AIA Singapore has revealed that young families in Singapore have deprioritised planning for their retirement because they are spending at least 2.5 times more of their monthly expenses on their children's needs rather than taking charge of their own retirement planning.
Parents spend almost 20% of their income on their children but less than 7% on their own retirement planning while 70% also said they intend to either maintain or increase the amount of income allocated to their children’s expenses.
In two studies conducted among 1,000 and more members of the general population of Singapore in January 2021 and June 2021 respectively, the life insurer identified three factors driving these financial priorities among young families:
- A lack of financial understanding has led to the over-reliance on Central Provident Fund (CPF) and bank savings. For 92% of Singaporeans, bank deposits are the most popular savings instruments, while 21% supplement their bank savings with investment tools. Nearly one in three Singaporeans’ savings was negatively impacted in 2020. Singaporeans use at least three tools to manage their savings, with a median amount of between S$251 ($188) and S$500 set aside monthly for retirement.
- Savings priorities tend to be more short term focusing on family needs and emergency spending instead of longer-term goals like retirement. In terms of savings goals, emergency spending is the top priority (64%), followed by ensuring financial security for the family (56%). Among young families with kids, 76% intend to leave an inheritance for their children, but only half have started planning for it.
- The nest egg required to maintain a desired retirement lifestyle is increasingly expanding, but most are underestimating the amount needed. Singaporeans have one of the longest life expectancies in the world at 84.8 years. On average, Singaporeans plan to retire at 60 years old, which will require at least 25 years of retirement income. Close to half of respondents want to maintain their current lifestyle after retirement, but more than two-thirds (66%) underestimate the actual retirement amount needed by S$967 per month. Among families with children, the underestimated amount is slightly higher at S$1,020 per month.
According to AIA Singapore, monthly income is recommended to be spilt using a 50/30/20 rule. Allocate the first 50% of one’s take-home income pay on necessities such as housing, food, and transport. The remaining half should be split up between 20% for long-term savings and investments and with 30% for “wants” like hobbies and travel. However, research shows that Singaporeans are 13% below the target for their retirement planning.

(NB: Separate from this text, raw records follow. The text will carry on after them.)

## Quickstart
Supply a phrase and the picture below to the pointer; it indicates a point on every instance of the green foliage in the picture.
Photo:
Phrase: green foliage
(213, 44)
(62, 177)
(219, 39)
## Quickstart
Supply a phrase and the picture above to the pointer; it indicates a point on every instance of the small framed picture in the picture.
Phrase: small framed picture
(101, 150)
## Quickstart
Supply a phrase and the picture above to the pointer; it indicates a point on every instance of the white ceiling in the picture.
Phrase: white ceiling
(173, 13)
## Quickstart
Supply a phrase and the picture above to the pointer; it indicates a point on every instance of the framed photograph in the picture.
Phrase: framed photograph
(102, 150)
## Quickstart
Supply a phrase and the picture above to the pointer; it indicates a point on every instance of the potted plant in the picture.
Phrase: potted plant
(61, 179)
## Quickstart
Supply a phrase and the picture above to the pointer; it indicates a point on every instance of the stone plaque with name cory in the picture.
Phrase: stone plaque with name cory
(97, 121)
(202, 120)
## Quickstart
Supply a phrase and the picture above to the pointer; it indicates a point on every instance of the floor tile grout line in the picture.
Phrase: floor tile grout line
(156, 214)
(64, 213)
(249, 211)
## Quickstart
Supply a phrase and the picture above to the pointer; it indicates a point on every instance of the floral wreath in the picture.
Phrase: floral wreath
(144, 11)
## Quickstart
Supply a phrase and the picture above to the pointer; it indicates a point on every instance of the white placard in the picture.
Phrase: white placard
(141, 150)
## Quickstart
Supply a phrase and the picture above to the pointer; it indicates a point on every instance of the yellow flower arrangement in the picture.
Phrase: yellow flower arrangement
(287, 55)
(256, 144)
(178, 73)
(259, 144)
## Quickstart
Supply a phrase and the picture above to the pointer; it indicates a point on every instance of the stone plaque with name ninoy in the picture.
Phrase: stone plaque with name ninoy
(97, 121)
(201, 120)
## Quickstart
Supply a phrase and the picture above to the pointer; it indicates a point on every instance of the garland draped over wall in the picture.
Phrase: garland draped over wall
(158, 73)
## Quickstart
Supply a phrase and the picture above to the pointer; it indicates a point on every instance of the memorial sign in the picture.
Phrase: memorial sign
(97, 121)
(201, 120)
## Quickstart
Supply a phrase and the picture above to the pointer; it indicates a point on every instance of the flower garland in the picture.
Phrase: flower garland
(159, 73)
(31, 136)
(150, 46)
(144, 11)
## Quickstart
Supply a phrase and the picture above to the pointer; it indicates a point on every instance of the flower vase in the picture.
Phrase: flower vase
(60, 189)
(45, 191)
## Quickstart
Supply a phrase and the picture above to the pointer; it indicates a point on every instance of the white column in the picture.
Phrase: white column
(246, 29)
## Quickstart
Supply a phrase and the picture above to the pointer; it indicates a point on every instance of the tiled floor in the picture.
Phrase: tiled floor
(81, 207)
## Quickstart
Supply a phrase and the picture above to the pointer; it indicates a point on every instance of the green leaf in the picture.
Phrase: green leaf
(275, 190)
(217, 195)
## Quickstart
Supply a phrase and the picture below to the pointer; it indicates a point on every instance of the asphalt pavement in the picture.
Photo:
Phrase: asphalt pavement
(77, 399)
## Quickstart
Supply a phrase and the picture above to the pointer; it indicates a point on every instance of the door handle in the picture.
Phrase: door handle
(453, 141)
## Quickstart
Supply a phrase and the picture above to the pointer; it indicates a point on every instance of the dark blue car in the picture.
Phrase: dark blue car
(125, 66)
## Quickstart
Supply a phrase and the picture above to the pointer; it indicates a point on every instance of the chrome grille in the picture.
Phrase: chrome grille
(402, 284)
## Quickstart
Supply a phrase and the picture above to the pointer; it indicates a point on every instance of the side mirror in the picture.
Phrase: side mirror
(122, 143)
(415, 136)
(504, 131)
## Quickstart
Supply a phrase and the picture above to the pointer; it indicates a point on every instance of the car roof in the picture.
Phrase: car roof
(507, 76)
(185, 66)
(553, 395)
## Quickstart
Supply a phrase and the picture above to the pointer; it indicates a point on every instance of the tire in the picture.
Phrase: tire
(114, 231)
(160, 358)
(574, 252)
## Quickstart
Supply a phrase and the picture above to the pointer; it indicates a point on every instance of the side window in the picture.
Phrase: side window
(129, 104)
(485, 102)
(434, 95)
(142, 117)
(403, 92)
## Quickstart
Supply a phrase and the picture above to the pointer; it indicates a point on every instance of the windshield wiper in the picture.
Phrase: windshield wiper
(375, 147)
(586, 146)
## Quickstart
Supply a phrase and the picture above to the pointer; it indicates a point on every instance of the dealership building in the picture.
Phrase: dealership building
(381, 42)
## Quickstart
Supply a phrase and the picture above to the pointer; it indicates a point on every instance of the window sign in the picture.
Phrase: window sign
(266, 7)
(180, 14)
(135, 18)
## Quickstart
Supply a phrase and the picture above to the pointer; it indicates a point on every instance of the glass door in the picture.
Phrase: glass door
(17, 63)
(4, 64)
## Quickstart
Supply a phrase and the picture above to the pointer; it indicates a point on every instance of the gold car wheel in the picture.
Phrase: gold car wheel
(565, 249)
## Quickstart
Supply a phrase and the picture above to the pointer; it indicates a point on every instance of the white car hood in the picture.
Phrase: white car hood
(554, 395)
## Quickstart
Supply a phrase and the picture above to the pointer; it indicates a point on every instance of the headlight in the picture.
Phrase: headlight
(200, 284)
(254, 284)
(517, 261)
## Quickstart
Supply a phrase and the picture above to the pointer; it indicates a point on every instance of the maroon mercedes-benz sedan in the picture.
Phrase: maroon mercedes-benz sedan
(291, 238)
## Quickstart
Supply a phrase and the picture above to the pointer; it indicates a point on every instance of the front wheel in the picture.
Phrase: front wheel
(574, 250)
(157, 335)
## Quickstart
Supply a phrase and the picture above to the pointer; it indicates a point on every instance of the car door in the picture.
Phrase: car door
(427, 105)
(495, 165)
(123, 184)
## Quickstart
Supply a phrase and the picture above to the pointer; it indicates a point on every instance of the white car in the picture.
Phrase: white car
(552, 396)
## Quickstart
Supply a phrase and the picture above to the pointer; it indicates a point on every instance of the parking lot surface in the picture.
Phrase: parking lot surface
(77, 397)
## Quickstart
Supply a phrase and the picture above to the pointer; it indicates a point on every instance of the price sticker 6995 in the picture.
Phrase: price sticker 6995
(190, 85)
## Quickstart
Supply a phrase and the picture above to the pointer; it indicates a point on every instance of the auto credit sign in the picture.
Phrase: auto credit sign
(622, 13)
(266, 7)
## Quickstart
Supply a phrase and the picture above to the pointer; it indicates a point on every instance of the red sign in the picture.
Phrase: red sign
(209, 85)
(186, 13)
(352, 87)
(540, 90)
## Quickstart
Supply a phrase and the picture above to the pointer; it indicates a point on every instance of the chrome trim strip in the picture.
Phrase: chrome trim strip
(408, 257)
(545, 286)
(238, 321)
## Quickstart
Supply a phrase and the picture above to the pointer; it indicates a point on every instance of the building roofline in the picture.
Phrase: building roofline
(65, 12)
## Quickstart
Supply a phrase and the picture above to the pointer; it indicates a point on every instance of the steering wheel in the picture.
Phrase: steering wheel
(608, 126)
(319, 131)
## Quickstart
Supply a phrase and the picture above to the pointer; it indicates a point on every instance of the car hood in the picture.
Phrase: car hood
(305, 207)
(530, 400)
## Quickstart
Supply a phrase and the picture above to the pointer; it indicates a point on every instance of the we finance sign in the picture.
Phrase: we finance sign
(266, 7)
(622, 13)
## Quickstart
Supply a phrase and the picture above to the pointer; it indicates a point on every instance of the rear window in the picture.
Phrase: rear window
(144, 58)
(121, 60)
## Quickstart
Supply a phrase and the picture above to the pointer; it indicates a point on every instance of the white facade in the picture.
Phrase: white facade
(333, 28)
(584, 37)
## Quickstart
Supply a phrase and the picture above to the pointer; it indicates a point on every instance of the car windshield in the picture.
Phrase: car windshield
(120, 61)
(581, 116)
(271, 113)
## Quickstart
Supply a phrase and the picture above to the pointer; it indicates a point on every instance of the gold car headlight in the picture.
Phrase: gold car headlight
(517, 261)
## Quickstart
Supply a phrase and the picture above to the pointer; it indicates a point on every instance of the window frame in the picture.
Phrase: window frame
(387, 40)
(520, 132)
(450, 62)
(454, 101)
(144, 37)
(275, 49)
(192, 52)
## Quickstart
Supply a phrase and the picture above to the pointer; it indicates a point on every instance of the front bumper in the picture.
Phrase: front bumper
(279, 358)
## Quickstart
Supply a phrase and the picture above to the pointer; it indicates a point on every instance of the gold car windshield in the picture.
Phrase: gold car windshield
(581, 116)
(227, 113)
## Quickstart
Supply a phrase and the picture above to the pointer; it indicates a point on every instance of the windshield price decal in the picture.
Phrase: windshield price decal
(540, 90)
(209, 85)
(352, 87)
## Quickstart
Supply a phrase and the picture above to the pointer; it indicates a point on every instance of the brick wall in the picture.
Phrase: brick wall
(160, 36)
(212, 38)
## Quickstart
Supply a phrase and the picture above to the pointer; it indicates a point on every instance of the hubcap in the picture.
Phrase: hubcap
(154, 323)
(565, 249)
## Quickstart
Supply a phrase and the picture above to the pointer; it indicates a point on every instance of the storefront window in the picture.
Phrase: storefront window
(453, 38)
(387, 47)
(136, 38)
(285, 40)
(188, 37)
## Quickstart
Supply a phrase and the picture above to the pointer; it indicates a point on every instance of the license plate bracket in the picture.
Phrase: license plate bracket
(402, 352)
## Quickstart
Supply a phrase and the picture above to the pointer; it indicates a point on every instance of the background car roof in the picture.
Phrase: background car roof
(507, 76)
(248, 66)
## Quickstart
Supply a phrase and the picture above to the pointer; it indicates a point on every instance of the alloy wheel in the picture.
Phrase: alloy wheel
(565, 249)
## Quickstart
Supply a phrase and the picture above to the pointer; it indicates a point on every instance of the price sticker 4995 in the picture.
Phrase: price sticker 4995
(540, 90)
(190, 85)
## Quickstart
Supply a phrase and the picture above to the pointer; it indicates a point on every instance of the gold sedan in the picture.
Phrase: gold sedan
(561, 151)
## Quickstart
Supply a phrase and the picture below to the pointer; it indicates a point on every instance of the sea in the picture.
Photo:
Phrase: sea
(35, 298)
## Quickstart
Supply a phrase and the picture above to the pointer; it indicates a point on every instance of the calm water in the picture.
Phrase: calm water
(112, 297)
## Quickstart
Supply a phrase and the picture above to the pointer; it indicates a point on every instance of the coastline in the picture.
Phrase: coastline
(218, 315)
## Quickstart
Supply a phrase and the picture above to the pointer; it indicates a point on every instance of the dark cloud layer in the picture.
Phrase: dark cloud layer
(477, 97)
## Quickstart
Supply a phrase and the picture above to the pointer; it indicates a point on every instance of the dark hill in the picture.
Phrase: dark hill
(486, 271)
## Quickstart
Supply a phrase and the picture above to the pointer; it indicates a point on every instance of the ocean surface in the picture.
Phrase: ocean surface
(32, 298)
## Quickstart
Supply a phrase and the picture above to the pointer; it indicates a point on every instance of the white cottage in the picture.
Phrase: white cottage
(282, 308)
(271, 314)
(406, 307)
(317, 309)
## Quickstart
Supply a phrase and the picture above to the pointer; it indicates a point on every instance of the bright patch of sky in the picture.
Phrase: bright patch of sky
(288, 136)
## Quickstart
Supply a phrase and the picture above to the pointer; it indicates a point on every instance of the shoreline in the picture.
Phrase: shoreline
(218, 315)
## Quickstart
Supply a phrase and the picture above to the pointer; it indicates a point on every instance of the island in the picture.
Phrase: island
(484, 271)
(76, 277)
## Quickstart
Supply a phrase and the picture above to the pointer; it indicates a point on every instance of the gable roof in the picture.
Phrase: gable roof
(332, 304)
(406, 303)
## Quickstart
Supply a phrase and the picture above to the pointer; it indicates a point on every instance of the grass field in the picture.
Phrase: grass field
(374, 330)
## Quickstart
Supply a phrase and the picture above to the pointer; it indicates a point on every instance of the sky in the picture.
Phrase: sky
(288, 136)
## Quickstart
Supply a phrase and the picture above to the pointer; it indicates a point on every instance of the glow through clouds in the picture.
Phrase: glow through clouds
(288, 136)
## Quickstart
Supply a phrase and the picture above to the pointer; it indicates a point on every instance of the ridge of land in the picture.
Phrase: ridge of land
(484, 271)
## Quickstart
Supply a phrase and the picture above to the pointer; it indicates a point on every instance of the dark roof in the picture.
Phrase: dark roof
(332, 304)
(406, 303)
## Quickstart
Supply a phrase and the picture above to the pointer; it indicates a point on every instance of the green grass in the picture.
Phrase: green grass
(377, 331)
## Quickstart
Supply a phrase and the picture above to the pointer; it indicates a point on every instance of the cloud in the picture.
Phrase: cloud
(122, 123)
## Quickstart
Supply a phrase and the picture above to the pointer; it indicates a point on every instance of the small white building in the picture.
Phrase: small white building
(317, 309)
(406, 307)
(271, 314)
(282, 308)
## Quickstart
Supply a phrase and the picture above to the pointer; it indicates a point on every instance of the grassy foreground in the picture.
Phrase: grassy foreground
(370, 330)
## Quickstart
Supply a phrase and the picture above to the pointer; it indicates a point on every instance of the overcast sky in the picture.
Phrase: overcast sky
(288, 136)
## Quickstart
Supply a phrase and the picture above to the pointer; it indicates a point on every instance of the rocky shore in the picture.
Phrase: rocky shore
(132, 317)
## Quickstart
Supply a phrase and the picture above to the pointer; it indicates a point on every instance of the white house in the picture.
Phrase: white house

AIA Singapore chief customer and digital officer Melita Teo said, “Retirement planning is an essential part of securing our longer-term financial security, not just for parents, but for the entire family, so everyone can look forward to a brighter future with peace of mind.”
“We recognise this is not an easy balancing act, especially amid growing financial insecurity as a result of COVID-19. Many also fear becoming a burden on their children later on in life.”